Two patients were transferred to OSF Saint Francis Medical Center in Peoria, where one was listed in critical condition and the other in good condition. It was unknown late Wednesday if Johnson was one of these patients.
One patient was admitted overnight at the Ottawa hospital and then released Wednesday. The others, including two patients who came to the emergency room on Wednesday, were treated and released.
About a quarter of the roughly 200 homes in Naplate were damaged, Fire Chief John Nevins said.
Debbie Loughridge, 61, and her son were inside their Naplate home, riding out the storm in the bathtub. Firefighters rescued them after the roof was torn off.
"All I heard was the wind and the breaking glass. Like an explosion of glass," Loughridge said.
Representatives from the McLean County Emergency Management Agency were ready to respond when the tornadoes hit both to the north and south of McLean County about 5 p.m. Tuesday, said Director Bob Clark.
“We were watching everything and were ready for deployment if necessary, but we never got the call,” he said. “It was an interesting situation. There were issues to the north and to the south, but we also had to keep in mind that another wave was going to arrive a few hours later. But, fortunately, we weren’t needed.”
The weather service has confirmed 24 tornadoes in Illinois from Tuesday's storms, including one that touched down about 5:30 p.m. in Washburn in Woodford County but left no injuries.

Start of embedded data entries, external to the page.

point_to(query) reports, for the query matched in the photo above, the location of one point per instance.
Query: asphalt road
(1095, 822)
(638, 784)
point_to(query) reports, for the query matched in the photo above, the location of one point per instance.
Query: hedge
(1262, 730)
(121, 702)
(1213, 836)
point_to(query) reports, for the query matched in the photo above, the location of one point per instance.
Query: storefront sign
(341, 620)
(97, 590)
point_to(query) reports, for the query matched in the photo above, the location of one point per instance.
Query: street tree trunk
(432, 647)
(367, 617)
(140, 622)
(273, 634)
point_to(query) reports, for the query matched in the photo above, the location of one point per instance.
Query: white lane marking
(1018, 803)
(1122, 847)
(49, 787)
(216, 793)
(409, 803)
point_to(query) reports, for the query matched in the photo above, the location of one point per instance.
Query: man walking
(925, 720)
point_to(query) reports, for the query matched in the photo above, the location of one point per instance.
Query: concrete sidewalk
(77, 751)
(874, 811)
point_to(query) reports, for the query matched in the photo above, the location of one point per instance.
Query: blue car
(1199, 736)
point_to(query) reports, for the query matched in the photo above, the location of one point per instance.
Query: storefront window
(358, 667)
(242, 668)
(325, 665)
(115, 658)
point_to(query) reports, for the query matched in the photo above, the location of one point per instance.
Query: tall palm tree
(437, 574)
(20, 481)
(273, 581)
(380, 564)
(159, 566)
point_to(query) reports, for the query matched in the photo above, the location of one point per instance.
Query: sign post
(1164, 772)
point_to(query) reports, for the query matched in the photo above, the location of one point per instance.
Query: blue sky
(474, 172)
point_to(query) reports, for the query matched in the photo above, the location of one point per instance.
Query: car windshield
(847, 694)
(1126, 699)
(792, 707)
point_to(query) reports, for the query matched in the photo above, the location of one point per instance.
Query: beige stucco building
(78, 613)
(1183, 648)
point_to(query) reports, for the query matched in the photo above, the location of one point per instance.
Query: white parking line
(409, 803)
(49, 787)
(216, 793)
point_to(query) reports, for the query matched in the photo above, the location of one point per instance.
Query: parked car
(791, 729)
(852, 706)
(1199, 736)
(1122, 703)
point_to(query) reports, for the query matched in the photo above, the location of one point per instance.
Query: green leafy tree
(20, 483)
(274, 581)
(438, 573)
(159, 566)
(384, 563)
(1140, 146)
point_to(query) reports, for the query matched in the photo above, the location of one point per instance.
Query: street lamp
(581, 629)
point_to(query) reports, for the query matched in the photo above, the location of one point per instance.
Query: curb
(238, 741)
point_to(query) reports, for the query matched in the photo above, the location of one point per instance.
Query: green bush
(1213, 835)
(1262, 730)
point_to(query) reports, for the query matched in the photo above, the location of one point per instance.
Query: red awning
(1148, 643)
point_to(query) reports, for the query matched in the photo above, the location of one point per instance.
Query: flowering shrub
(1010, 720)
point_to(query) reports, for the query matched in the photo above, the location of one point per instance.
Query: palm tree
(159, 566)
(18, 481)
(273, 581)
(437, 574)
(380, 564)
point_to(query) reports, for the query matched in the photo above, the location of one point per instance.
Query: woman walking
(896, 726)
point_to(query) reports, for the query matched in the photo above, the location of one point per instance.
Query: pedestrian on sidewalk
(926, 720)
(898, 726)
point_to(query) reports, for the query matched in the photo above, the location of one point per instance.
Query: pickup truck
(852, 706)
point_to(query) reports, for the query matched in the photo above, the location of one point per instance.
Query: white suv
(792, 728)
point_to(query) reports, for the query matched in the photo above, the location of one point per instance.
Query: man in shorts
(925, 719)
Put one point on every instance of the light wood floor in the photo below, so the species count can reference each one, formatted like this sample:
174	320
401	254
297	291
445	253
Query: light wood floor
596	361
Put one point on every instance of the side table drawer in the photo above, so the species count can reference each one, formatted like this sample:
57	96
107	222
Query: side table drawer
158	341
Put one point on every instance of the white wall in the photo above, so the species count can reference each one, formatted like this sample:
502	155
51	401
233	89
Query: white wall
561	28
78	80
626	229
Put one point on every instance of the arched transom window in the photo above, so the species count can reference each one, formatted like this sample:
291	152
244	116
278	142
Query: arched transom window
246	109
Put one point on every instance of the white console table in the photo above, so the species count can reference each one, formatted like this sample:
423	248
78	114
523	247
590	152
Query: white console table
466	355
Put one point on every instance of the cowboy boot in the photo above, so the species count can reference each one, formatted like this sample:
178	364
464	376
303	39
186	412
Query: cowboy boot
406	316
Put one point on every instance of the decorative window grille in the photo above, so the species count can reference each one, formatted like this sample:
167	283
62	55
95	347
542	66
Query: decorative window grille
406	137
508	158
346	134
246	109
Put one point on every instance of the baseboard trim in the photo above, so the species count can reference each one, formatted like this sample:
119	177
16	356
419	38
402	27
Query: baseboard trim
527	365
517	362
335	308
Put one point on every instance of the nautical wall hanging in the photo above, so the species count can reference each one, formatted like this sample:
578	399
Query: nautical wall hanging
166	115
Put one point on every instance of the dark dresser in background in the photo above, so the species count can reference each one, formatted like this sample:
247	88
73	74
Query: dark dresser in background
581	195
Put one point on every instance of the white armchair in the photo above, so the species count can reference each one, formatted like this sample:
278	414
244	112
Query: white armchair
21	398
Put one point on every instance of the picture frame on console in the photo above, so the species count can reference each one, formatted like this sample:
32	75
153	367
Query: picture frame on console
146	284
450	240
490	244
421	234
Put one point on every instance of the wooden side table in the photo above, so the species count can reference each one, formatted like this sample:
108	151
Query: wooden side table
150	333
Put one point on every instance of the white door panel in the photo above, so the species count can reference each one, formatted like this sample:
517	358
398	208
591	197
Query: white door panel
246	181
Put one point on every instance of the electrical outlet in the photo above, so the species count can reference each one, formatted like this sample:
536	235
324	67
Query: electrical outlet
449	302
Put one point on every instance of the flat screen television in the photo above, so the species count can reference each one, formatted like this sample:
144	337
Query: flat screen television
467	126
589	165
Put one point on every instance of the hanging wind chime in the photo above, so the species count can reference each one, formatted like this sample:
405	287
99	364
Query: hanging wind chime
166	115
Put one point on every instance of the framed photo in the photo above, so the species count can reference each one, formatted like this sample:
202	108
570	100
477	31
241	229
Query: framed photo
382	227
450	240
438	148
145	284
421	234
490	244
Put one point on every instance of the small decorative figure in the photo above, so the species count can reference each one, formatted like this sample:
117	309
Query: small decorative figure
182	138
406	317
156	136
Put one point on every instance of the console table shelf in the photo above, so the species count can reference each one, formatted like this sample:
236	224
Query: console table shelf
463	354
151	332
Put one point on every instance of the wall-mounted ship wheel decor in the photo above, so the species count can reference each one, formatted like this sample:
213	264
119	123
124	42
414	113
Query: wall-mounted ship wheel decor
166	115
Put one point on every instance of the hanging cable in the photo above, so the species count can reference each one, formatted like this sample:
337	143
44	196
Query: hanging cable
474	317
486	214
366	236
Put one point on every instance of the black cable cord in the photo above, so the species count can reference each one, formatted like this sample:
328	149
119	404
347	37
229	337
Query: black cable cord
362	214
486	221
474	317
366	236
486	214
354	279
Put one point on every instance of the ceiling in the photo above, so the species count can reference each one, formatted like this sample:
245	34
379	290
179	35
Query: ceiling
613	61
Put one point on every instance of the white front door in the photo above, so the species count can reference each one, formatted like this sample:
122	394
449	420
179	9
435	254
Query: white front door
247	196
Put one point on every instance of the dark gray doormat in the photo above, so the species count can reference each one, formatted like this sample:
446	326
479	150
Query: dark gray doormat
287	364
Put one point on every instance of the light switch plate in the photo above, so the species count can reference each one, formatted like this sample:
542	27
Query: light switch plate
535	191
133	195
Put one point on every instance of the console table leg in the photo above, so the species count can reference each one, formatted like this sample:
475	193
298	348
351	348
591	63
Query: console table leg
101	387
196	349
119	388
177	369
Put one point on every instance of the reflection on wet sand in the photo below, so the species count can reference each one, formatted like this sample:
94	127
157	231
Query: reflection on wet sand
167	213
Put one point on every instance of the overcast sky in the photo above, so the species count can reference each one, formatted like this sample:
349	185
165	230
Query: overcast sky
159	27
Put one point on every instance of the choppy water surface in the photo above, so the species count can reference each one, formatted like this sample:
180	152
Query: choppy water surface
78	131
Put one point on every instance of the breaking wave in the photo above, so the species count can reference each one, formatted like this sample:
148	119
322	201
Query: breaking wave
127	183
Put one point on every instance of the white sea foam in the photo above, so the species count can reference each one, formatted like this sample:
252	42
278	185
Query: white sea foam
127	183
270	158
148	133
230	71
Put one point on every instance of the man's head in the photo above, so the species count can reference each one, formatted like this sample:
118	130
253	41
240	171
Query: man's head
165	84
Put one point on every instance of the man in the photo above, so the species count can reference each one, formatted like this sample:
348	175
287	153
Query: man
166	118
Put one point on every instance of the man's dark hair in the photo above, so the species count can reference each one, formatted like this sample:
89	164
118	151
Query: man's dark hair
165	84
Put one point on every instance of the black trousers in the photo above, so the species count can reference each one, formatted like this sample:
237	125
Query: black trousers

NWS Storm Prediction Center meteorologist Patrick Marsh said crews are still determining how many twisters touched down across Arkansas, Iowa, Indiana, Illinois, Michigan and Missouri.
“We knew McLean County was a moderate risk for severe weather, but it was just good luck that the system went to the north and south,” said weather service meteorologist Kirk Huettl. “There was some hail at about 11 p.m. along with some strong winds, but no major damage reported.”
Marsh said a strong storm system moved from the Mountain West and collided with warm and humid air in the Midwest, which has enjoyed an unusually warm winter and where temperatures Tuesday were well into the 70s in many places.
"That's why we saw storms more representative of late March and April," Marsh said. "The atmosphere doesn't care what the calendar says."
In southern Illinois, an apparent tornado near the town of Crossville near the Wabash River killed a 71-year-old man and injured his wife, White County Coroner Chris Marsh said.
In Missouri, a twister blew several vehicles off of Interstate 55 near Perryville, 65 miles southeast of St. Louis. A 24-year-old man from Perryville was thrown from one of the vehicles and died, Missouri State Highway Patrol Cpl. Juston Wheetley said. The wind, which damaged 110 homes there and left 12 people injured, was so strong that it lifted crumpled cars from a nearby salvage yard and tossed them along the highway.
American Red Cross volunteers were in several counties, including LaSalle, Marshall and Woodford counties, to work with victims and emergency personnel.
Ameren Illinois reported about 7 p.m. Wednesday that it had completed restoring power to 43,000 customers, mostly in the Ottawa and Carbondale areas.